Select UK audiences got something close to that last April, when Crutchfield played two solo shows in east London that dwelled on Saint Cloud and debuted songs from its follow-up, this year’s Tigers Blood. The new songs she played were so indelible, thanks to an idiosyncratic way with melody and phrasing that manages to be both breezy and knotted, that the recorded versions felt instantly familiar to anyone who had heard them live.
Rather than pivot again, Crutchfield refined the Saint Cloud sound on Tigers Blood, and the lyrics – often about overcoming a self-defeating nature, or the rewarding project of long-term love – also spoke to the work of cultivating one’s life over time. Her gift as a writer is to make that hard-won wisdom sound casual, a feeling that resounds through Waxahatchee’s long-awaited full-band return to the UK as the six-piece rolls with ease from one would-be classic to the next.

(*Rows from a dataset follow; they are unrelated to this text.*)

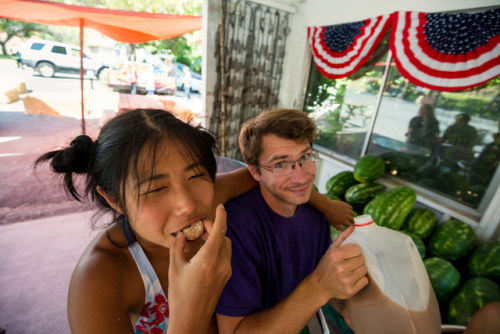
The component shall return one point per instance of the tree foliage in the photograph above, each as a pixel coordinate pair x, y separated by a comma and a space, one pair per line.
184, 48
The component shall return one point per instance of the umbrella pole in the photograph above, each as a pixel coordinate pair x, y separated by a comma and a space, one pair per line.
81, 76
223, 78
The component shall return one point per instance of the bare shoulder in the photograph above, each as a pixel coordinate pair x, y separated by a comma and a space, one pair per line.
103, 286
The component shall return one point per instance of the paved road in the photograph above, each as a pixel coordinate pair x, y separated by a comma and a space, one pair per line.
25, 195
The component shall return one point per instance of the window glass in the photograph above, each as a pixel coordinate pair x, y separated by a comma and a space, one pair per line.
59, 49
447, 142
343, 107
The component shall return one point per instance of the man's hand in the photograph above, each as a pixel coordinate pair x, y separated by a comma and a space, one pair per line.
341, 272
339, 214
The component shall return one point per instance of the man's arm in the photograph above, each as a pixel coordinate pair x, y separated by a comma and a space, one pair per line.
231, 184
339, 214
340, 274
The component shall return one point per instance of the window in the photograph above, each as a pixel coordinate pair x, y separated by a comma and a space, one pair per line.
58, 49
443, 143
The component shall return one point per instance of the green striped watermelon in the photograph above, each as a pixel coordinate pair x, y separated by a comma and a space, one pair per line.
339, 183
361, 193
452, 240
369, 168
420, 221
485, 260
472, 296
334, 197
445, 278
418, 242
391, 208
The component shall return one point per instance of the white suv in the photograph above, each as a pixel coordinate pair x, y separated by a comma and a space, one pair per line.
49, 57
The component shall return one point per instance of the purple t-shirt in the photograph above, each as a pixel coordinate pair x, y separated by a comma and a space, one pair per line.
271, 254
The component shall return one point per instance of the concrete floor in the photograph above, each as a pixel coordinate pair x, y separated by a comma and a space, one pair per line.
36, 261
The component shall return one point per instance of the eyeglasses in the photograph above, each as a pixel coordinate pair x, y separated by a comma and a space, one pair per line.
286, 167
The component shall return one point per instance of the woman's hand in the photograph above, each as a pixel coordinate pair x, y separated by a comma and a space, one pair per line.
195, 286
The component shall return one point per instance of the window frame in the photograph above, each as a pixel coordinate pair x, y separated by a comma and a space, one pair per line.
484, 218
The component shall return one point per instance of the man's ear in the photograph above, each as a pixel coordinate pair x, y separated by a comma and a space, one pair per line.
253, 171
110, 200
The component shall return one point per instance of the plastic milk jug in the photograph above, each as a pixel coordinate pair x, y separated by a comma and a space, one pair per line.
399, 297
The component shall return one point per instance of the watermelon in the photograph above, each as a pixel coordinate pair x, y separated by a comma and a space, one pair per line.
420, 221
418, 242
445, 278
391, 208
485, 261
339, 183
452, 240
472, 296
361, 193
369, 168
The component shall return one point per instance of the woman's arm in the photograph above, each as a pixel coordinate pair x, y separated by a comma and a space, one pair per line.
339, 214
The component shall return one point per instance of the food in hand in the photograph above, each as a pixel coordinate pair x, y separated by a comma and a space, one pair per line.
194, 231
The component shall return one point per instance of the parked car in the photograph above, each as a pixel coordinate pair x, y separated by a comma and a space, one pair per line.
121, 77
49, 57
179, 76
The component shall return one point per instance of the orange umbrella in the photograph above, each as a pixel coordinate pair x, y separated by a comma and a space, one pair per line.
120, 25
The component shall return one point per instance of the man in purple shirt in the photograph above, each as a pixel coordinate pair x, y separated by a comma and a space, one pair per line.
284, 266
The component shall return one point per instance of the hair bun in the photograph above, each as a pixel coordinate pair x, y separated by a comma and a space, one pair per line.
75, 158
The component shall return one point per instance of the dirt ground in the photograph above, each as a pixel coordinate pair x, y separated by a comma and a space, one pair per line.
24, 193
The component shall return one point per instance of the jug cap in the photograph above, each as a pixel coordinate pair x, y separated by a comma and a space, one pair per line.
363, 220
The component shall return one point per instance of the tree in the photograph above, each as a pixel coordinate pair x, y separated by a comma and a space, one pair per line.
184, 48
11, 28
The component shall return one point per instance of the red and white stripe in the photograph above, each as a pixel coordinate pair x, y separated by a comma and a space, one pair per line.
424, 66
336, 65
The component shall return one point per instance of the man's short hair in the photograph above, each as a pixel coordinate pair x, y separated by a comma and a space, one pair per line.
290, 124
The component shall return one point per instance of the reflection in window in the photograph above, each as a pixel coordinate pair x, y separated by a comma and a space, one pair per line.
445, 141
343, 107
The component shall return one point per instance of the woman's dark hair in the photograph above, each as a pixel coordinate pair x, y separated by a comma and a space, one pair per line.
109, 160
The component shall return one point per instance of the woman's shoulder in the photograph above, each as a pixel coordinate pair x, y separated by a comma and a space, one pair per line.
104, 285
103, 261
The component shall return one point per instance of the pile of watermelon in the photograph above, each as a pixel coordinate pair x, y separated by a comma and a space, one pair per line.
464, 272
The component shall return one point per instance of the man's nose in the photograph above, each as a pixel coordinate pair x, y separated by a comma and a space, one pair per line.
298, 173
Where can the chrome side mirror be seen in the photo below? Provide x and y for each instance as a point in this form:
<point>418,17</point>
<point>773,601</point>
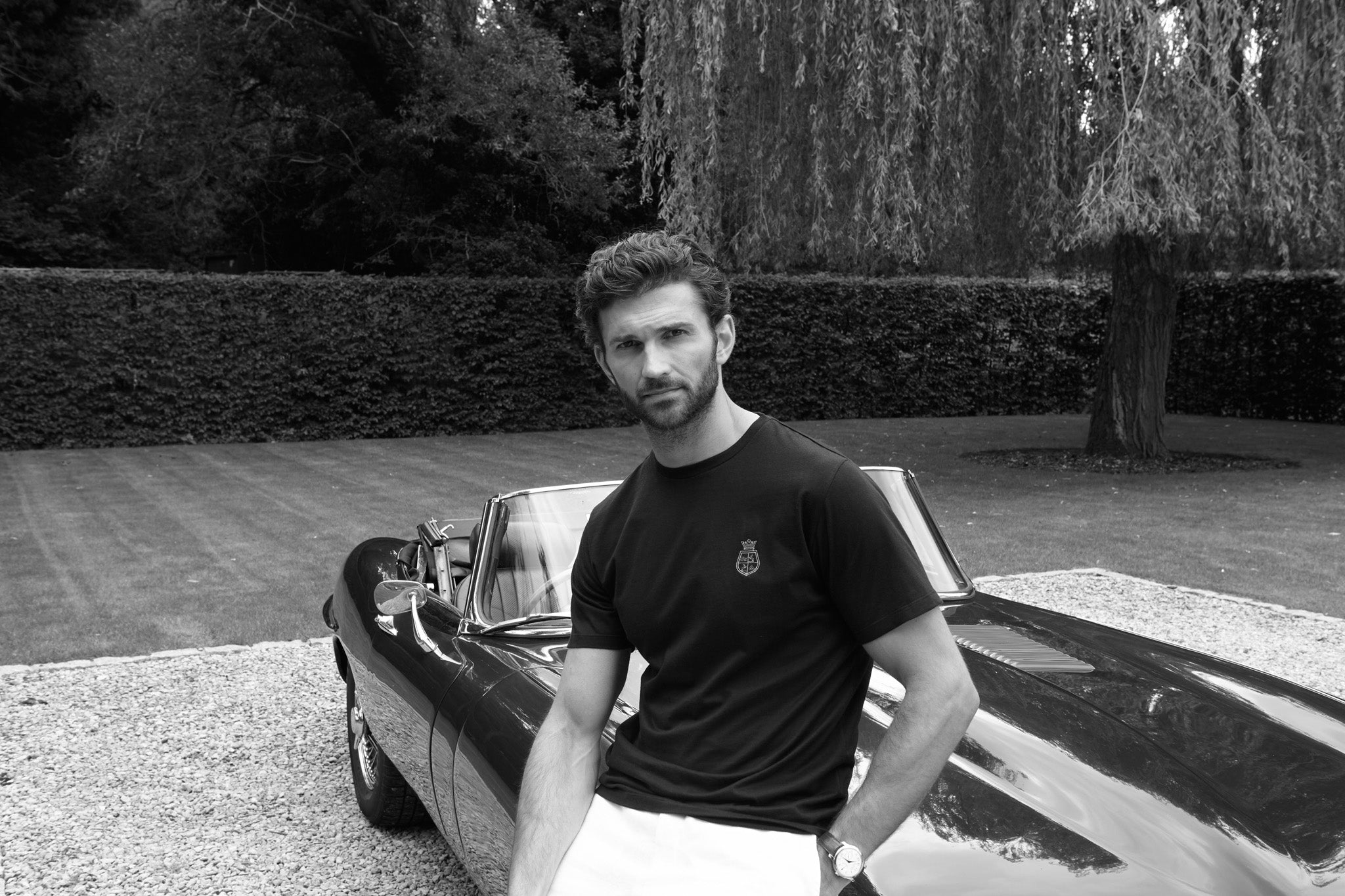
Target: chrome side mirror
<point>396,595</point>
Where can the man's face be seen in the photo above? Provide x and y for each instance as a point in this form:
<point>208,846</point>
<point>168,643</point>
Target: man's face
<point>663,356</point>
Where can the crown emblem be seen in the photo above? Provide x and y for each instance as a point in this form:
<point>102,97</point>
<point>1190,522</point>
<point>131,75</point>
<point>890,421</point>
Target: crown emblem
<point>748,558</point>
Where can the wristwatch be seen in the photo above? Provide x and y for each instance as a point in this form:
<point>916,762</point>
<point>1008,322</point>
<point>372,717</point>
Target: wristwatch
<point>847,859</point>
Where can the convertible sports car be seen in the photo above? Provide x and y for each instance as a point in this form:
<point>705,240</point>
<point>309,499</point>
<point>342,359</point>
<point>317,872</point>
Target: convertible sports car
<point>1101,762</point>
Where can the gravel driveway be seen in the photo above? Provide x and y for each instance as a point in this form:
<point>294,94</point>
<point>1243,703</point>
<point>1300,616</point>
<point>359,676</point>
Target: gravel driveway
<point>223,771</point>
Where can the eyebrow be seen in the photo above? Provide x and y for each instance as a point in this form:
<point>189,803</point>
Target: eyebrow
<point>681,324</point>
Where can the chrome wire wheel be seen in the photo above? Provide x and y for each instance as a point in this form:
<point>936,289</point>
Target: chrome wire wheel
<point>384,796</point>
<point>365,747</point>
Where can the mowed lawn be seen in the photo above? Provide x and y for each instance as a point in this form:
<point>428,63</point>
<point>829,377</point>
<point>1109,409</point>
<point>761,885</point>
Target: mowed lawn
<point>124,551</point>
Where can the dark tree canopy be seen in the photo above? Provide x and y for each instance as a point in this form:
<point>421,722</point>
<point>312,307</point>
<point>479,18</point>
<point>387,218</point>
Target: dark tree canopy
<point>365,135</point>
<point>857,136</point>
<point>1000,135</point>
<point>45,96</point>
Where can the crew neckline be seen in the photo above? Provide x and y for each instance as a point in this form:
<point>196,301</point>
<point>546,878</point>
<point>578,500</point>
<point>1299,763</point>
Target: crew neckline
<point>715,459</point>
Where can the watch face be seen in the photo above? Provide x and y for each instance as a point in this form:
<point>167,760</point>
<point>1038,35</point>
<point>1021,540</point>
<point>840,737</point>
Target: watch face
<point>848,863</point>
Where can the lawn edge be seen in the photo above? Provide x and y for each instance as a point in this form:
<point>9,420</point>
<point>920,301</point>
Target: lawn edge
<point>159,654</point>
<point>1180,589</point>
<point>978,582</point>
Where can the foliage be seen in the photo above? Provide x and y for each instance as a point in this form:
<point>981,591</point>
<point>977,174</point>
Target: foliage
<point>1268,345</point>
<point>868,136</point>
<point>376,135</point>
<point>144,359</point>
<point>43,98</point>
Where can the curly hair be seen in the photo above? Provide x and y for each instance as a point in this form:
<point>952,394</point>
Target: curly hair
<point>642,263</point>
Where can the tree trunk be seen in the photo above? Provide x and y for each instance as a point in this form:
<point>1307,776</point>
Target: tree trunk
<point>1128,414</point>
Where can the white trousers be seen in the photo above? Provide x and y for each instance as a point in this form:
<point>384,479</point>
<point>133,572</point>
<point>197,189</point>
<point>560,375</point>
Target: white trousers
<point>627,852</point>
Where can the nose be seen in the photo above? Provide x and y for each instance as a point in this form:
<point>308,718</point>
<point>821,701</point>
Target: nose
<point>657,362</point>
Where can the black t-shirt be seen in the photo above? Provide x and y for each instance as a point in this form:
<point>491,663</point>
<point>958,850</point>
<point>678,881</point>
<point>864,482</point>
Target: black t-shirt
<point>749,581</point>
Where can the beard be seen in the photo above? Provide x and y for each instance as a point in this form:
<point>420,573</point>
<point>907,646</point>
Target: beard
<point>666,416</point>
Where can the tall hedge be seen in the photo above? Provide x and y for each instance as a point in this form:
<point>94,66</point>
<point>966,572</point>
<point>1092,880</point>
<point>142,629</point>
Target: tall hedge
<point>1266,345</point>
<point>96,359</point>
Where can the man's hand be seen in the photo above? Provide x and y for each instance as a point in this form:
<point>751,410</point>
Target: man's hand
<point>937,710</point>
<point>830,883</point>
<point>563,767</point>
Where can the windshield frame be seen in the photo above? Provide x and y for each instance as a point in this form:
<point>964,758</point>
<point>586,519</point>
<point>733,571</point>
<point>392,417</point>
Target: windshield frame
<point>493,516</point>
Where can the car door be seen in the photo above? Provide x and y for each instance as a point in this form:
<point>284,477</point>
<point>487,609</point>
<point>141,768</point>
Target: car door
<point>496,735</point>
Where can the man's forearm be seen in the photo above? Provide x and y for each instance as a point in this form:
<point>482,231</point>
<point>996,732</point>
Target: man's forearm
<point>912,753</point>
<point>554,797</point>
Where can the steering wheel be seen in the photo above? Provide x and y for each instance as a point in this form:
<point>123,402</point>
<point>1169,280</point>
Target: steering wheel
<point>542,591</point>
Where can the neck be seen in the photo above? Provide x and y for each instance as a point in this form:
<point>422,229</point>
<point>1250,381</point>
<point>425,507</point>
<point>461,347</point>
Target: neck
<point>716,430</point>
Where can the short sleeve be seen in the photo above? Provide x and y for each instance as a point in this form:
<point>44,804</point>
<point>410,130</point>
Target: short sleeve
<point>865,561</point>
<point>594,621</point>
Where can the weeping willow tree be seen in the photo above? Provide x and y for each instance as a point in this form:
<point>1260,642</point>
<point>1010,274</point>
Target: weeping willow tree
<point>872,135</point>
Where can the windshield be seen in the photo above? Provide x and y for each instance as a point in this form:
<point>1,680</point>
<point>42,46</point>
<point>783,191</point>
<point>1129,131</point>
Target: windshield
<point>541,538</point>
<point>542,532</point>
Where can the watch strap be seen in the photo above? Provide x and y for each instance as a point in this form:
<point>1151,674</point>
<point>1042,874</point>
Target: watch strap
<point>829,843</point>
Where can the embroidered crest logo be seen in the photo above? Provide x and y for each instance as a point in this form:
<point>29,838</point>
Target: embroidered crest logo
<point>748,559</point>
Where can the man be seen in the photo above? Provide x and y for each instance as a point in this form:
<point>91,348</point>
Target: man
<point>761,574</point>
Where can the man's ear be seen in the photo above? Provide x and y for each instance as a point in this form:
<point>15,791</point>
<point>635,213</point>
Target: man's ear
<point>600,356</point>
<point>725,336</point>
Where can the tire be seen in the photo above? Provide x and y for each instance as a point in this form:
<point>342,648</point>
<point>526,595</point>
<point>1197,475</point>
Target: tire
<point>381,792</point>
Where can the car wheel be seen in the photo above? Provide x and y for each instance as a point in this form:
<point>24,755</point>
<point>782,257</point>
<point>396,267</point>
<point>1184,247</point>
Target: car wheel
<point>381,792</point>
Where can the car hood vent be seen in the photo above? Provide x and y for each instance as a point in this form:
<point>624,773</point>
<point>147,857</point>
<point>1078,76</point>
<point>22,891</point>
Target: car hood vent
<point>1015,649</point>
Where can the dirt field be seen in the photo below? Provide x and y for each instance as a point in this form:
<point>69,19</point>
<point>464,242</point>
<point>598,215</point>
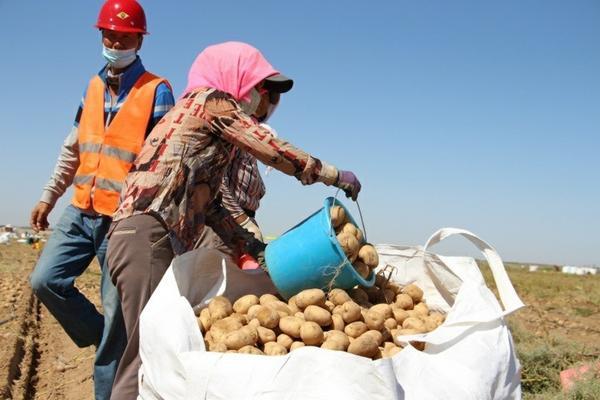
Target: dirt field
<point>37,359</point>
<point>559,328</point>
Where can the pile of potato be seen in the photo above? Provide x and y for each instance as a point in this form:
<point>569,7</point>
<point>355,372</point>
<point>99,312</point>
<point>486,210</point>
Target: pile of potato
<point>363,256</point>
<point>361,321</point>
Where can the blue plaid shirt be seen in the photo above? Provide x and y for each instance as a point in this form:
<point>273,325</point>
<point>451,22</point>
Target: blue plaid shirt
<point>68,160</point>
<point>163,99</point>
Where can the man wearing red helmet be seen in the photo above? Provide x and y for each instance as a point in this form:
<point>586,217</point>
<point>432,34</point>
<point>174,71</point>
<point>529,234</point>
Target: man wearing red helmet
<point>120,106</point>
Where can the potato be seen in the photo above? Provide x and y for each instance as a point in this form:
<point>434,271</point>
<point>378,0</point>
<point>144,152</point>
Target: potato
<point>364,345</point>
<point>318,315</point>
<point>337,337</point>
<point>375,295</point>
<point>350,229</point>
<point>292,305</point>
<point>374,319</point>
<point>414,323</point>
<point>378,355</point>
<point>268,317</point>
<point>338,216</point>
<point>422,309</point>
<point>404,301</point>
<point>349,245</point>
<point>246,336</point>
<point>430,324</point>
<point>267,298</point>
<point>311,333</point>
<point>220,307</point>
<point>337,322</point>
<point>310,297</point>
<point>388,295</point>
<point>265,335</point>
<point>413,291</point>
<point>285,341</point>
<point>242,318</point>
<point>390,323</point>
<point>329,306</point>
<point>368,255</point>
<point>394,287</point>
<point>242,304</point>
<point>359,295</point>
<point>250,350</point>
<point>291,326</point>
<point>296,345</point>
<point>279,306</point>
<point>351,312</point>
<point>383,309</point>
<point>338,296</point>
<point>376,335</point>
<point>437,317</point>
<point>254,323</point>
<point>275,349</point>
<point>222,327</point>
<point>204,320</point>
<point>253,310</point>
<point>355,329</point>
<point>381,281</point>
<point>208,337</point>
<point>217,347</point>
<point>391,351</point>
<point>361,268</point>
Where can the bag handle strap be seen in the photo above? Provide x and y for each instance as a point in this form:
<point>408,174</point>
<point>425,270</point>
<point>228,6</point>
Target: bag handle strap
<point>509,297</point>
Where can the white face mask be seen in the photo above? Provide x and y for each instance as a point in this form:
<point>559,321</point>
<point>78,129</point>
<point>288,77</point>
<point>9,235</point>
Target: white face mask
<point>251,106</point>
<point>119,58</point>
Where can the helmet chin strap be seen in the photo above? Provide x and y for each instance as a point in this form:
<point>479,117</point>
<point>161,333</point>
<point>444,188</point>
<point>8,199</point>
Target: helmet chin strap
<point>251,106</point>
<point>270,110</point>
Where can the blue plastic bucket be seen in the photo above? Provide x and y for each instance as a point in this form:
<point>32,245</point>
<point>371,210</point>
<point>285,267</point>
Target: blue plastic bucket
<point>309,256</point>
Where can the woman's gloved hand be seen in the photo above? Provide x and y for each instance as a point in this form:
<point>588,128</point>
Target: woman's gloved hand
<point>256,249</point>
<point>349,183</point>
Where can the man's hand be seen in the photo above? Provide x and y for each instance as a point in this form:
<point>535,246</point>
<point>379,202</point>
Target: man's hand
<point>251,226</point>
<point>39,216</point>
<point>349,183</point>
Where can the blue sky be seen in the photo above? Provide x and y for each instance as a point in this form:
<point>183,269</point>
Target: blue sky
<point>480,115</point>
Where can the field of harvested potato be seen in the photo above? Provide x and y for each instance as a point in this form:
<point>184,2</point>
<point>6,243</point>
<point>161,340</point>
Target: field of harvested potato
<point>559,329</point>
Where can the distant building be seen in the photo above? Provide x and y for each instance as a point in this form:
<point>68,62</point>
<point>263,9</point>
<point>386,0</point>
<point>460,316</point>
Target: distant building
<point>7,228</point>
<point>533,268</point>
<point>572,269</point>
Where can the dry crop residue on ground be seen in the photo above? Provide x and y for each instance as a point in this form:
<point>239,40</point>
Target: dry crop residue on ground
<point>559,328</point>
<point>37,359</point>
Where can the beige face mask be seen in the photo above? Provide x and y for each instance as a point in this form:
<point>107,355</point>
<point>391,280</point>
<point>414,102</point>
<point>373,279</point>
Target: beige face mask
<point>251,106</point>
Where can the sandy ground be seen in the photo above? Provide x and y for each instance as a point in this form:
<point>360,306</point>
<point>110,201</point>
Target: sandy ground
<point>39,361</point>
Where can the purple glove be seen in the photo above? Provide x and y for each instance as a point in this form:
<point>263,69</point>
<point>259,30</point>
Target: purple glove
<point>349,183</point>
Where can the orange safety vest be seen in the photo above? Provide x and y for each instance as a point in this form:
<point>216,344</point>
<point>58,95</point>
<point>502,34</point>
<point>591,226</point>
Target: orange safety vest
<point>106,154</point>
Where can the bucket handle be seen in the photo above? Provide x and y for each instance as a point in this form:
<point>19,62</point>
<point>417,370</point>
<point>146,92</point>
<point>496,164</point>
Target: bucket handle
<point>362,221</point>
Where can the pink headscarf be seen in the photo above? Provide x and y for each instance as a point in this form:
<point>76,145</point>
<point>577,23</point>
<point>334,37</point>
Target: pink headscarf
<point>232,67</point>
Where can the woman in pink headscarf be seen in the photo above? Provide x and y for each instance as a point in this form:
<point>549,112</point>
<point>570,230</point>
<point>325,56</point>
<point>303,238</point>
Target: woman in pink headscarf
<point>172,190</point>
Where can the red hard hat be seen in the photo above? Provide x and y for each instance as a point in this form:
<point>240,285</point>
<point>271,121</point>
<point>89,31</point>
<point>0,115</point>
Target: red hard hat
<point>122,16</point>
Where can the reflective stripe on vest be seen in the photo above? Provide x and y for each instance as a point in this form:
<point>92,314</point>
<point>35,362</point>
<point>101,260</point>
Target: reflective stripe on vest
<point>106,154</point>
<point>110,151</point>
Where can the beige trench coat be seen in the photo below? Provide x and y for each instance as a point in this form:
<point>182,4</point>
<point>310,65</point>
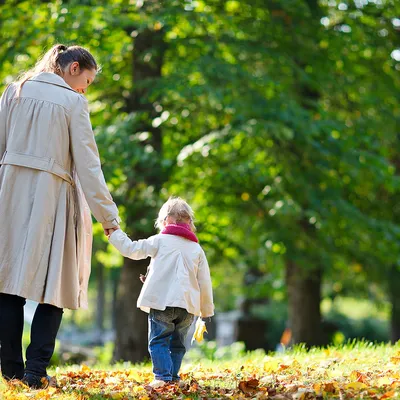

For the first few minutes of their set at Kentish Town Forum, Crutchfield creates a sense of tension, singing the opening to 3 Sisters all but a capella, leaning into the long, high notes as drummer Spencer Tweedy (son of Wilco’s Jeff) creates a subtle low rumble. But then Crutchfield’s singing relaxes and the band kick in, the effect like water breaking through a levee. The set list mostly sticks to the last two albums, basking in a tour-honed sound that’s burnished and rolling; gorgeous vocal harmonies squeezed like juice from an orange: music for sticking your hand out of a car window and tickling the breeze on a balmy day.
There’s a fine sense of detail, too: the high notes on Can’t Do Much are puppyish and yearning; the gilded, decorative notes at the end of Hell dip into classic Nashville territory; Crimes of the Heart has a smoky twang; the key change in Ruby Falls feels heaven sent. Crutchfield is 35, and her sensitivity to the vicissitudes of mid-30s life attracts a like-minded audience, who sing along to closing song Fire and turn it into a quiet anthem about learning to be “wiser and slow and attuned”. Life’s changes are rarely as dramatic as those of 2020, but the small ones, Crutchfield’s gorgeous music suggests, are equally worth heeding.